Establishment and clinical application of time-resolved immunofluorescence assay of lipoprotein-associated phospholipase A2

• Published in: Analytical biochemistry Vol. 648; p. 114674
• Main Authors: Chen, Xindong, Zhou, Kewen, Xiang, Zhongyi, Zhou, Xiumei, Wang, Yigang, Hong, Jianfeng, Huang, Biao, Qin, Yuan, Fang, Hongming
• Format: Journal Article
• Language: English
• Published: United States Elsevier Inc 01.07.2022
• Subjects: Breast cancer; Dyslipidemia; Lipoprotein-associated phospholipase A2; Time-resolved fluorescence immunoassay; Time-resolved fluorescence immunoassay; Lipoprotein-associated phospholipase A2; Breast cancer; Dyslipidemia
• ISSN: 0003-2697; 1096-0309
• DOI: 10.1016/j.ab.2022.114674

This study aimed to establish a highly sensitive time-resolved fluorescence immunoassay (TRFIA) for the detection of serum lipoprotein-associated phospholipase A2 (Lp-PLA2) and evaluate the clinical application value of Lp-PLA2 in patients with breast cancer. The level of Lp-PLA2 was detected using the double-antibody sandwich method. First, the Lp-PLA2-TRFIA method was established, and the method was evaluated on the basis of linearity, sensitivity, precision, specificity, and recovery rate. Then, the fluorescence counts in serum of healthy subjects and patients with breast cancer were detected by Lp-PLA2-TRFIA, and the levels of Lp-PLA2 were calculated using a standard curve. Lp-PLA2-TRFIA had a wide linear range (43.48–2000 ng/mL). The intra-assay precisions of Lp-PLA2-TRFIA ranged from 2.66% to 4.84% (<10%), and the inter-assay precisions were between 5.39% and 6.95% (<15%).

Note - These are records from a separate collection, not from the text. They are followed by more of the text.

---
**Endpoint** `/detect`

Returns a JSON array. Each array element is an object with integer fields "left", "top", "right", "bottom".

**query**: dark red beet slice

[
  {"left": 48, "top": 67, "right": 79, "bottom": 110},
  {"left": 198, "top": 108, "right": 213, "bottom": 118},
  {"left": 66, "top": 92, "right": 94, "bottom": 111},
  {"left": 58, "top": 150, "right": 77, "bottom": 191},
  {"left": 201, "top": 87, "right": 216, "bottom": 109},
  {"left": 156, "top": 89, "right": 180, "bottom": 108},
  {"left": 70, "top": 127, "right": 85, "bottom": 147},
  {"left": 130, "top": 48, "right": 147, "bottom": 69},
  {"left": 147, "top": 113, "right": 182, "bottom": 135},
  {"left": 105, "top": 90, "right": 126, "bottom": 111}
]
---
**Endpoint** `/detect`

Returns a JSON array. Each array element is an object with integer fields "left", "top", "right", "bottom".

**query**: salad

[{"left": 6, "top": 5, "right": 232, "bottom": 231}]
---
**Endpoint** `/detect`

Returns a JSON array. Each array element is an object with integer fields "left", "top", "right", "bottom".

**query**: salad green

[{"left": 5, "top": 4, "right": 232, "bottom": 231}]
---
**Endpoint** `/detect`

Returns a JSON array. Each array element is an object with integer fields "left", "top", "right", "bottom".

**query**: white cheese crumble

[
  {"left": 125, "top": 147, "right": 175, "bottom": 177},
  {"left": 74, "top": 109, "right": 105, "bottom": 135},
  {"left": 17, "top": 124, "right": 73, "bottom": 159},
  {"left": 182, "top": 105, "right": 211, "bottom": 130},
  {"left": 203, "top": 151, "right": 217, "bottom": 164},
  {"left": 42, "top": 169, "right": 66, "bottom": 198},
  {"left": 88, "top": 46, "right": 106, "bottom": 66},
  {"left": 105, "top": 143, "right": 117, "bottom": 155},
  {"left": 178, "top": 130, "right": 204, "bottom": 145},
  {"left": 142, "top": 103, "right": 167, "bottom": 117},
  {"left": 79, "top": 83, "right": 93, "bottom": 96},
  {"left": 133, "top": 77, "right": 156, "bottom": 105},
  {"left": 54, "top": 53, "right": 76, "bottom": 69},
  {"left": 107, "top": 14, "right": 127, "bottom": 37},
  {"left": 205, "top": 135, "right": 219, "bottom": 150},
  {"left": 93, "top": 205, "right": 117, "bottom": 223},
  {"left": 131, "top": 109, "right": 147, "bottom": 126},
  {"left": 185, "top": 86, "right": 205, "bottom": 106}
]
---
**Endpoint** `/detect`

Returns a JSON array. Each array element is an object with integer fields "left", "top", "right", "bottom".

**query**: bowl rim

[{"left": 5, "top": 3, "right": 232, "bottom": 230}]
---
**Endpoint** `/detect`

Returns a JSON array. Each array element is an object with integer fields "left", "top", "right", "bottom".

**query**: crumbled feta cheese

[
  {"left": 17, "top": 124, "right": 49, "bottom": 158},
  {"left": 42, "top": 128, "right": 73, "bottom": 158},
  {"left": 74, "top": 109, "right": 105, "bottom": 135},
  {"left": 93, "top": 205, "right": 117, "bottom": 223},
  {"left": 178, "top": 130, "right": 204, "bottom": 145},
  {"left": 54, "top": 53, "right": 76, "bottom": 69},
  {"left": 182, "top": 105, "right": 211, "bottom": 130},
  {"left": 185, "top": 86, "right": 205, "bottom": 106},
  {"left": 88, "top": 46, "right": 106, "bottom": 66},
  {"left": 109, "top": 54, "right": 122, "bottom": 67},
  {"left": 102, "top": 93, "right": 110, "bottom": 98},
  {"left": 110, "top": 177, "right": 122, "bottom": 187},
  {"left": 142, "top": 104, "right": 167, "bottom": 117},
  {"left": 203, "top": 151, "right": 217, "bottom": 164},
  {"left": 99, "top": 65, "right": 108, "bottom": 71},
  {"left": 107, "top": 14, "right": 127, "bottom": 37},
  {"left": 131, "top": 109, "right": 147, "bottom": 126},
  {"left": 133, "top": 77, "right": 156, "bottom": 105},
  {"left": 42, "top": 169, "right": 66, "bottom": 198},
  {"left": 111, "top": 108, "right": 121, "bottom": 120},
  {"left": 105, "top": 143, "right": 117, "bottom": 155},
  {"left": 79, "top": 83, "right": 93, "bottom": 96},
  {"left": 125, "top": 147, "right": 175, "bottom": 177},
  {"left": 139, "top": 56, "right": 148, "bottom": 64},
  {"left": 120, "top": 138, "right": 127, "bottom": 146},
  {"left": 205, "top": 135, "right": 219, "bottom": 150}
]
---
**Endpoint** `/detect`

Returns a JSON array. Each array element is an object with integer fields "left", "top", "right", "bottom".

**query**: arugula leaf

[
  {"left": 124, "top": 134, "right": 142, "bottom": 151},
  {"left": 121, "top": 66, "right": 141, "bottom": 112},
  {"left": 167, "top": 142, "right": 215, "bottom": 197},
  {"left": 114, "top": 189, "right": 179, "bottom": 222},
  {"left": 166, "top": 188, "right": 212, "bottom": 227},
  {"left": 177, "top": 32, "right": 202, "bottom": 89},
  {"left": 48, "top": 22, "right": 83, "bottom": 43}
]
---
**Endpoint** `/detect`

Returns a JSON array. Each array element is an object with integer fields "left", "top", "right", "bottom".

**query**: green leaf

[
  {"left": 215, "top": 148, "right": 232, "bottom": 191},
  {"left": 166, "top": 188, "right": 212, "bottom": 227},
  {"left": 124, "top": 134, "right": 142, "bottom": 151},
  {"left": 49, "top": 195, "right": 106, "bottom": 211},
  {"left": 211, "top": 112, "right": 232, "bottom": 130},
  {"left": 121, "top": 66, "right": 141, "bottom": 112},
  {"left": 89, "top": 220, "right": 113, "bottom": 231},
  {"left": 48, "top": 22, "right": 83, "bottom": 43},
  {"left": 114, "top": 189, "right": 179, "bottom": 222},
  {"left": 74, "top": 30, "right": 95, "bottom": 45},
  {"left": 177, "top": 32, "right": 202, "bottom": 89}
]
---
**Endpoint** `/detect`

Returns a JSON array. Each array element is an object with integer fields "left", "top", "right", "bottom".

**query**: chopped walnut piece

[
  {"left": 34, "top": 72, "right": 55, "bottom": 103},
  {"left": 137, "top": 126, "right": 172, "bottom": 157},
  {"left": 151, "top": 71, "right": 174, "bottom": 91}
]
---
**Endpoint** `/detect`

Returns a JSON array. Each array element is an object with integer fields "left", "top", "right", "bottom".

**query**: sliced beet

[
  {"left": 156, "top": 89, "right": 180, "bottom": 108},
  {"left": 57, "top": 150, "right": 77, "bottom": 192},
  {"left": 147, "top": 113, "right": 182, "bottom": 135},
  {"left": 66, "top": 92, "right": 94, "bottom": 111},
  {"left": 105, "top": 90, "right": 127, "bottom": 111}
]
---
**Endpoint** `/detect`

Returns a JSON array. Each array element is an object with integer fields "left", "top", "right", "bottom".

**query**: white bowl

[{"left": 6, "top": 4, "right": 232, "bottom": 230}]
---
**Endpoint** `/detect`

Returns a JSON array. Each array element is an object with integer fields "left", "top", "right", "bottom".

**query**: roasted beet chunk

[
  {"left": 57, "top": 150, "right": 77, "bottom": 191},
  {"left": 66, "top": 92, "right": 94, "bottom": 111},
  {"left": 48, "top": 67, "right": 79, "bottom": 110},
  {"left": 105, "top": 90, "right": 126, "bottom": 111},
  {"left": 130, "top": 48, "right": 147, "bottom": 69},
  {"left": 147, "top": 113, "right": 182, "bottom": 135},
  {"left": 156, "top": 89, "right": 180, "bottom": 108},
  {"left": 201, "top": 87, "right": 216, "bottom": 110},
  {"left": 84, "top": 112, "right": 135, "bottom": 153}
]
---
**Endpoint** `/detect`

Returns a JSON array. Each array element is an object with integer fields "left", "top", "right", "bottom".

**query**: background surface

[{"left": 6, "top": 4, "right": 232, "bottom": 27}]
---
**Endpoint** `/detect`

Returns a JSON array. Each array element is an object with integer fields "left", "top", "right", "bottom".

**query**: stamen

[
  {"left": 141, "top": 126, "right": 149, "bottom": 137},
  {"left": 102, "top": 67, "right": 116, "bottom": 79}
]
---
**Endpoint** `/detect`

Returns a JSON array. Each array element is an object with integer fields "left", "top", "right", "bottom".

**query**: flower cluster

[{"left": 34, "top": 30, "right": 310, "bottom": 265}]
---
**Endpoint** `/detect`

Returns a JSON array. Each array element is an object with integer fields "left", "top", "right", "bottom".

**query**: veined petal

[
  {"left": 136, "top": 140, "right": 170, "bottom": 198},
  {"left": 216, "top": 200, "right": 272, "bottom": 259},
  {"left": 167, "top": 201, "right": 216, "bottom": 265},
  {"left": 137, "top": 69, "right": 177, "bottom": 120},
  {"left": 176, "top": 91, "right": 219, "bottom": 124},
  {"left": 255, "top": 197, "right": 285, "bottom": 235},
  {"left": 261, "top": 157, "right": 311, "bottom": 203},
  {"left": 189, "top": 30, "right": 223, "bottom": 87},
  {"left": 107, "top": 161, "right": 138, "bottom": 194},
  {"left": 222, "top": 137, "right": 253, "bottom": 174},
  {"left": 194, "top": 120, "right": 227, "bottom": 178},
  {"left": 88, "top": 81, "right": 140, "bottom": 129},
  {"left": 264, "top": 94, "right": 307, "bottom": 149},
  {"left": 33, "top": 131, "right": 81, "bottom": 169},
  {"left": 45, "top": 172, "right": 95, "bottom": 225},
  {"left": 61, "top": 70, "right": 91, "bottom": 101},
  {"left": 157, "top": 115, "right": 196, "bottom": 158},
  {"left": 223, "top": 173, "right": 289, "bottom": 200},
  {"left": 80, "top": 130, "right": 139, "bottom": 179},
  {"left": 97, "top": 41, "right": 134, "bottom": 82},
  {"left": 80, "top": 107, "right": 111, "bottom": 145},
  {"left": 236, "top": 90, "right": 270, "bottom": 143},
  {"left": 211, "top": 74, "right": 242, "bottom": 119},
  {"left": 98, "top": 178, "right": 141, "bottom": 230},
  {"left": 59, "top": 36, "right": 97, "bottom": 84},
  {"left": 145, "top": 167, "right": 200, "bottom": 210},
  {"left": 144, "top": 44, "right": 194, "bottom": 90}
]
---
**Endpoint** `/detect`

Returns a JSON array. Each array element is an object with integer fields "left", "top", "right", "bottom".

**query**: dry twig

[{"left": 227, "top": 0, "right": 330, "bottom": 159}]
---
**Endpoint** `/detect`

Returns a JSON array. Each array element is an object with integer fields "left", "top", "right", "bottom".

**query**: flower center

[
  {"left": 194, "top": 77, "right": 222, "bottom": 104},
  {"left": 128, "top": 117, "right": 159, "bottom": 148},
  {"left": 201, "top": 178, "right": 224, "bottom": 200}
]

No cross-reaction was observed among Lp-PLA2, Tumor-associated trypsinogen-2, and T-cell immunoglobulin mucin 3. In addition, the recovery rates were between 90% and 100%. The serum Lp-PLA2 levels of patients with breast cancer were significantly higher than those of healthy subjects. We successfully established a highly sensitive Lp-PLA2-TRFIA method, and found serum Lp-PLA2 may be associated with dyslipidemia in breast cancer and could be used for auxiliary diagnose. [Display omitted] •We established Lp-PLA2-TRFIA method to detect serum Lp-PLA2 in the human and evaluated this method.•We found the levels of serum Lp-PLA2 were higher in patients with breast cancer than healthy subjects.•We found that patients with advanced breast cancer had sightly higher Lp-PLA2 levels than those with early breast cancer.•We used ROC curves to distinguish between patients with breast cancer and healthy subjects and found the AUC value was 0.904.